Engorged rivers also caused calamity in California’s Central Valley prompting evacuation warnings in Plumas county and orders in Tulare county. More than 200 residents in the Porterville area have been displaced from their homes while officials scramble to remove debris and secure bridges before the next round of storms expected to hit early next week.
But the downpours have delivered relief along with ruin, leaving the state with verdant hillsides, refilled reservoirs and an enormous snowpack that was 223% of normal as of Thursday, according to state department of water resources. The water content of the Sierra snow is now more than 200% of the 1 April average, when it normally peaks, ensuring the state will have moisture to count on as the weather warms.
The metropolitan water district of southern California’s decision to end restrictions on Wednesday came as a welcome sign that water woes in Los Angeles, Ventura and San Bernardino counties may be subsiding – at least for now – even as residents struggled to clean up before fresh storms arrive.
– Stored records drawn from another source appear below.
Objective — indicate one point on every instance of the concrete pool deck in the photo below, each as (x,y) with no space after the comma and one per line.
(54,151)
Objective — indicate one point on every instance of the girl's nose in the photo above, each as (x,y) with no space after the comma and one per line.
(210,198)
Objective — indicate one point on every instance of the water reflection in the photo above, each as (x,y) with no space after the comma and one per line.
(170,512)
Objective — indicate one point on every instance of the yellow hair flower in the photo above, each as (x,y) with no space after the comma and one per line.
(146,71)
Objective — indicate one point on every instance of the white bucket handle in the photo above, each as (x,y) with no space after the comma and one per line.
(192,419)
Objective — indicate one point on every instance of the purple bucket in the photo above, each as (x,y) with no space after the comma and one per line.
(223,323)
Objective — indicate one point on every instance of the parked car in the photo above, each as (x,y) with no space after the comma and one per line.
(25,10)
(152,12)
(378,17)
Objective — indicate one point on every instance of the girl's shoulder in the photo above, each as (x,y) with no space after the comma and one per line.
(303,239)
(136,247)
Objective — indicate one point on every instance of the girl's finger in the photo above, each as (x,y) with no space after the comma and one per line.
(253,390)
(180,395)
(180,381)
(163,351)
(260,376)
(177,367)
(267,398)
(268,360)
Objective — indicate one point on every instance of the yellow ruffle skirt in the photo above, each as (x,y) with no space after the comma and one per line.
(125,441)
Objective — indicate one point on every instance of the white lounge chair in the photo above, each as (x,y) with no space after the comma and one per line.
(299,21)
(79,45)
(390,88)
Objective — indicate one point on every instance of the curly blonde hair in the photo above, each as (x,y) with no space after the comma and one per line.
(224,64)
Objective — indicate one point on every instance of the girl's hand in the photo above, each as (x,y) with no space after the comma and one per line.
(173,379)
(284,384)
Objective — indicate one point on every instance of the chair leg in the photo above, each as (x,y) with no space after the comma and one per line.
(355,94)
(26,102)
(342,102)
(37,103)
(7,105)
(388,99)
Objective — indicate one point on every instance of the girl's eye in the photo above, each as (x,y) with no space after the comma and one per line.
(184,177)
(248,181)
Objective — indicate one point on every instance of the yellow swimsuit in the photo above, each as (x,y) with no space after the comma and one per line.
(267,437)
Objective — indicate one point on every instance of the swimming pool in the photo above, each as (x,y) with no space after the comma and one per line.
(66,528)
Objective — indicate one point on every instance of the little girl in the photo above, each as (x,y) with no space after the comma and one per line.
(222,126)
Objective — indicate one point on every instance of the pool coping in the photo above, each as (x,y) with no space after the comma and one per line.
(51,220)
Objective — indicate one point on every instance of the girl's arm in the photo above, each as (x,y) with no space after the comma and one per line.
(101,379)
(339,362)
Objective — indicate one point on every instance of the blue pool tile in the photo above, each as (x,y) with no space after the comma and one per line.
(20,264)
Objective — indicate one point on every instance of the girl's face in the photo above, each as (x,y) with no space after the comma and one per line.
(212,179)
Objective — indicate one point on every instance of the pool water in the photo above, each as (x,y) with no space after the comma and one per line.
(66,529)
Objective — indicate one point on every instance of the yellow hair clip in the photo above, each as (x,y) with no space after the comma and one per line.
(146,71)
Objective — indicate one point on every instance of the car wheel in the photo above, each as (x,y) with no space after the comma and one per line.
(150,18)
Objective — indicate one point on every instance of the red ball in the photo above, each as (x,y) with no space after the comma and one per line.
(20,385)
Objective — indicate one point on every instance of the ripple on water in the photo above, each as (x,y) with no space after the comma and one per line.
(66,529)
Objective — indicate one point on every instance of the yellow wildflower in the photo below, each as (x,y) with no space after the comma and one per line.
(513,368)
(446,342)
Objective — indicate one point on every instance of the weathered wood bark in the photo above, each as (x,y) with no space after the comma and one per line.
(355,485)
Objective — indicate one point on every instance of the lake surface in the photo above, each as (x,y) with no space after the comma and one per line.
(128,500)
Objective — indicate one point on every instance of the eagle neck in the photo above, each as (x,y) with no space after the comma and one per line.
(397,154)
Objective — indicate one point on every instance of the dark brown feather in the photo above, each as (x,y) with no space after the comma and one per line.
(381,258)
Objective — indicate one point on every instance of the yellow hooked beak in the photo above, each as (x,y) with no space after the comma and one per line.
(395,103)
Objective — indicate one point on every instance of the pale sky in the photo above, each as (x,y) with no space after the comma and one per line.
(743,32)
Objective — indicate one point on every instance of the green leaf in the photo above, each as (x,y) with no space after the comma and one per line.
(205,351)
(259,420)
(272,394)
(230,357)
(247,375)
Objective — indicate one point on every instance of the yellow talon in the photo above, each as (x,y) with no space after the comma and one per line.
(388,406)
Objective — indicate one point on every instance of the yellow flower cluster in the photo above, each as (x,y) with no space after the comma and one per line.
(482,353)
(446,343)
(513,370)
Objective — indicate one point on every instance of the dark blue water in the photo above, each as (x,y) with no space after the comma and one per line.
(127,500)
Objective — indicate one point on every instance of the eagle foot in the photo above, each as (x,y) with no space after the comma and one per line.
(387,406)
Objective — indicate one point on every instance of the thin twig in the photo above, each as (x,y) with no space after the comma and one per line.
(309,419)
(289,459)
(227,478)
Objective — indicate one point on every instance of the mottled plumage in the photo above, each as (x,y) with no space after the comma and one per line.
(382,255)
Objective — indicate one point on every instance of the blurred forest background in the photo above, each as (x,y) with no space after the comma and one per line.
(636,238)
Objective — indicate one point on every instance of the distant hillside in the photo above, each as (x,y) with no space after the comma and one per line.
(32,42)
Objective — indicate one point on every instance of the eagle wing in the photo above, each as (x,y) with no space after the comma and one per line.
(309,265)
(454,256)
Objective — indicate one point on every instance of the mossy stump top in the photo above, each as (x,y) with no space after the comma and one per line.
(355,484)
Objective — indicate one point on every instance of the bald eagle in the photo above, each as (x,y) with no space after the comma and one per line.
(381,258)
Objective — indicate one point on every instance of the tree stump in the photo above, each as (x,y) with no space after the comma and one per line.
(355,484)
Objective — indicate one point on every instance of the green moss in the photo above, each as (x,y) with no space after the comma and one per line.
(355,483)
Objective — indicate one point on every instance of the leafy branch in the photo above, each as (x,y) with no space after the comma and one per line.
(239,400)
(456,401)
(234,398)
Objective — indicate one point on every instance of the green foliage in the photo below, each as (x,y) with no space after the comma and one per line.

The district depends almost entirely on state water supplies and had adopted aggressive conservation measures, including putting devices that drastically restrict water flow on to the homes of hundreds of people – including celebrities – who were deemed to be wasting water.

For downtown Los Angeles, the National Weather Service said just under 2ft of rain (61cm) had been recorded so far this water year – making this the 14th wettest in more than 140 years of records.
California’s latest atmospheric river was one of two storm systems that bookended the US this week and other parts of the country have also had a taste of extreme winter weather throughout the season. Parts of New England and New York were digging out of a nor’easter on Wednesday that caused tens of thousands of power outages, numerous school cancellations and whiteout conditions on roads.
Two men were killed after floodwaters poured into a slot canyon in southern Utah, endangering three groups of hikers who had to be hoisted out via helicopter. The atmospheric river storms have brought rains across the western US, raising the water level in the canyons before additional floodwaters spilled into the slot canyons early this week.
Neighborhoods in Sedona, Arizona, were evacuated on Wednesday evening as thunderstorms and showers soaked parts of the state and melted snow at higher elevations, which sent water surging into Oak Creek.
But as areas across the west prepare for even more wet weather, officials are hopeful that waterlogged residents remember: the drought is not yet over. In California it is clear that the state will swing back into dry times again.
“We all know that the next drought is just around the corner,” Michael McNutt, a spokesperson for the Las Virgenes municipal water district, said on Wednesday. “We’ve got to treat the water coming out of our taps as the liquid gold that it is.”